Além disso, essa tese ganha força quando comparada aos demais credores ditos proprietários destacados no art. 49, § 3.° da mesma lei. Esses comumente chamados ‘‘credores proprietários’’, que são, por exemplo, garantidos por alienação fiduciária de bens, não estão sujeitos aos efeitos da recuperação, porém, estão impedidos de retirar bens de capital que são essenciais à atividade da recuperanda. Nessa linha, se o credor, que também é proprietário do bem e não está sujeito à recuperação judicial, não pode retomar o bem, não há razão para abrir exceção ao locador cujo crédito está sujeito à recuperação.

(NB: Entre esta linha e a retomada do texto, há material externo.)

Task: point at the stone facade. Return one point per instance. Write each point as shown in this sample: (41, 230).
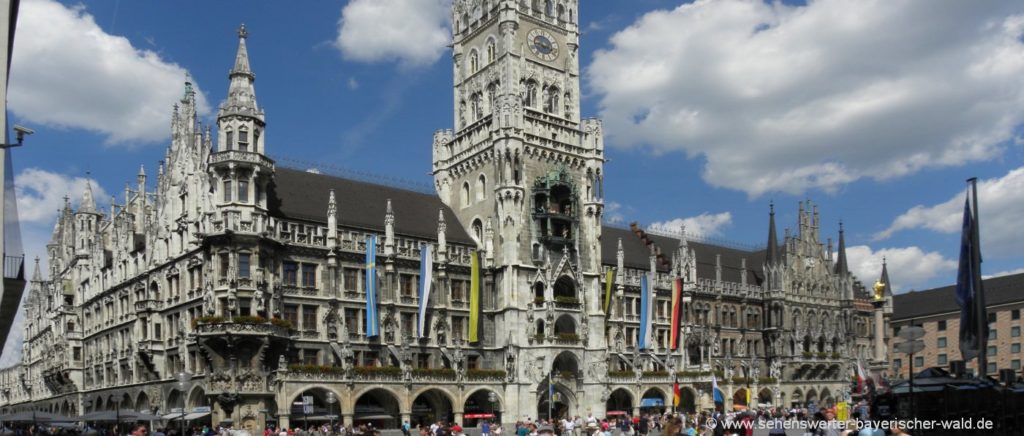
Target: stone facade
(251, 277)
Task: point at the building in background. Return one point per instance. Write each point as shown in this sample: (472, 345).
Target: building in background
(232, 289)
(13, 257)
(937, 312)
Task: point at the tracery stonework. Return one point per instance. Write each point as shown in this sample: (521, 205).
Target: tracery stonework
(252, 276)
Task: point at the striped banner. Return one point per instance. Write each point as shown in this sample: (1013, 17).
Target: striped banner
(645, 313)
(677, 308)
(426, 280)
(474, 299)
(609, 281)
(373, 324)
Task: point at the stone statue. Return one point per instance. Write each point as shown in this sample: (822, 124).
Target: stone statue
(259, 296)
(209, 306)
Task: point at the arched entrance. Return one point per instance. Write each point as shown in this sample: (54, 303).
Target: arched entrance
(652, 401)
(795, 400)
(320, 411)
(142, 403)
(561, 406)
(764, 398)
(482, 404)
(377, 406)
(565, 290)
(739, 398)
(812, 397)
(687, 400)
(619, 401)
(430, 406)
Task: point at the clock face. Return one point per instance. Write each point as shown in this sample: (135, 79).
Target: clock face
(543, 44)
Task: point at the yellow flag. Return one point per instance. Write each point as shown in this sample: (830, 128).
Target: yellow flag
(474, 298)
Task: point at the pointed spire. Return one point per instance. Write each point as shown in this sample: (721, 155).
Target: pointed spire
(36, 274)
(771, 257)
(332, 220)
(242, 57)
(885, 278)
(88, 203)
(841, 266)
(389, 230)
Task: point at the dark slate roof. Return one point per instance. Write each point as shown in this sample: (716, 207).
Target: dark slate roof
(638, 255)
(1003, 290)
(303, 195)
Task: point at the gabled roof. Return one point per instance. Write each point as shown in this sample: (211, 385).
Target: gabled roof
(303, 195)
(638, 255)
(1001, 290)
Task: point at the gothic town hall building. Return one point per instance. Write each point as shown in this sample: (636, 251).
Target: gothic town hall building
(251, 276)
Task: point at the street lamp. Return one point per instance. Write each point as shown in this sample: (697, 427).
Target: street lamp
(331, 399)
(184, 378)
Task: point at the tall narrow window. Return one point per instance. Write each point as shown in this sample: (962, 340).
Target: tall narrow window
(481, 187)
(227, 190)
(243, 139)
(244, 259)
(244, 190)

A via que defende a não suspensão da ação de despejo baseia-se no direito à propriedade, que está insculpido na Constituição Federal – art. 5º, XXII (‘‘é garantido o direito de propriedade’’) – cumulada com a legislação própria, a Lei nº 8.245/91 (Lei do Inquilinato). O argumento aí é que esse bem, cuja posse foi entregue por cessão temporária e onerosa de uso, não faz parte dos bens de propriedade da empresa. Logo, não estaria abrangido pelo art. 6º, § 7º-B, da Lei 11.101/05, que refere ser admitida a competência do juízo da recuperação judicial para determinar a suspensão dos atos de constrição que recaiam sobre bens de capital essenciais à manutenção da atividade empresarial. Por essa razão, não se tratando de bem pertencente ao ativo da empresa em recuperação, não seria o juízo universal competente para decidir sobre a destinação de tal bem.

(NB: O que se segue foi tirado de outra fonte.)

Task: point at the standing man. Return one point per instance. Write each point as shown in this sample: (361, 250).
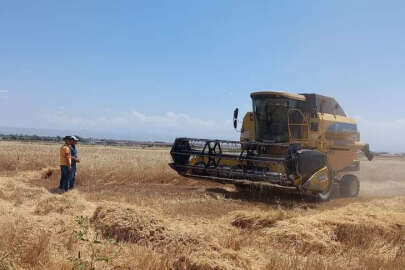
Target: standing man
(75, 160)
(65, 164)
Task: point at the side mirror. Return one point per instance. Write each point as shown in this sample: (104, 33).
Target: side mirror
(235, 118)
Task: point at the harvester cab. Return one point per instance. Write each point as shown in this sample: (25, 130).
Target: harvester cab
(303, 143)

Existe, porém, um outro problema de ordem processual que está relacionado à definição do juízo competente para suspender a ação de despejo. No Superior Tribunal de Justiça prevalece o entendimento de que ‘‘A ação de despejo movida pelo proprietário locador em face de sociedade empresária em recuperação judicial não se submete à competência do Juízo recuperacional’’ (CC 148.803/RJ, Rel. Ministra NANCY ANDRIGHI, SEGUNDA SEÇÃO, julgado em 26/04/2017, DJe 02/05/2017).

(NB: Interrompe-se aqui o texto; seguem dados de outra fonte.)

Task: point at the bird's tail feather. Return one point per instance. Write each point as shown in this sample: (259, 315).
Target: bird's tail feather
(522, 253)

Essa posição vai ao encontro de outros julgados da Segunda Seção, tais como o CC 123.116/SP, DJe 03/11/2014, e AgRg no CC 145.517/RS, DJe 29/06/2016, que entendem que ‘‘Em ação de despejo movida pelo proprietário locador, a retomada da posse direta do imóvel locado à sociedade empresária em recuperação judicial, com base nas previsões da lei específica (a Lei do Inquilinato n. 8.245/91), não se submete à competência do Juízo universal da recuperação’’ (CC 123.116/SP).

Encontra-se, contudo, na jurisprudência, posição divergente – mesmo que ainda minoritária. A  2ª Câmara Reservada de Direito Empresarial do Tribunal de Justiça de São Paulo já julgou no sentido de que ‘‘embora o Juízo da recuperação não tenha competência para presidir a ação de despejo, cabe a ele definir o destino dos bens essenciais à consecução da atividade empresarial das devedoras, como guardião do princípio da preservação da empresa insculpido no art. 47 da lei de regência’’ e que a ‘‘retomada do imóvel essencial fere o disposto na parte final do § 3º do art. 49 da LRF’’, devendo ser mitigado o direito de propriedade (AI nº 2250318-08.2019.8.26.0000, Relator Araldo Telles, 2ª Câmara Reservada de Direito Empresarial, j. 15/04/2020).

Ainda que a Lei 14.112/2020 (Nova Lei de Recuperação Judicial) tenha positivado as medidas de cooperação jurisdicional entre os juízes, encontra-se uma certa resistência dos juízos cíveis que processam os despejos em suspender a retomada dos imóveis, mesmo após os julgadores prestarem informações acerca da recuperação judicial e dos efeitos da sujeição do crédito.

Dentre tantas outras situações, ainda pode-se destacar as cláusulas resolutivas expressas por insolvência (cláusula ipso facto), onde a exceção do interesse das partes (pacta sunt servenda) poderá ser observada diante da importância do bem à recuperanda e seus credores, ouvindo-se o juízo da recuperação. O mesmo pode ser utilizado nos casos de cláusula compromissória, onde a escolha pelo juízo arbitral poderá gerar um impasse ante a liminar de despejo e a sujeição do crédito à recuperação. Nesse caso, o mérito submetido ao juízo arbitral não pode ser objeto de deliberação no Poder Judiciário, porém, até que se instalem as deliberações dos árbitros, há, ao nosso ver, mesmo em cognição sumária, a possibilidade de tutela dos direitos da locatária/recuperanda para permanência no imóvel.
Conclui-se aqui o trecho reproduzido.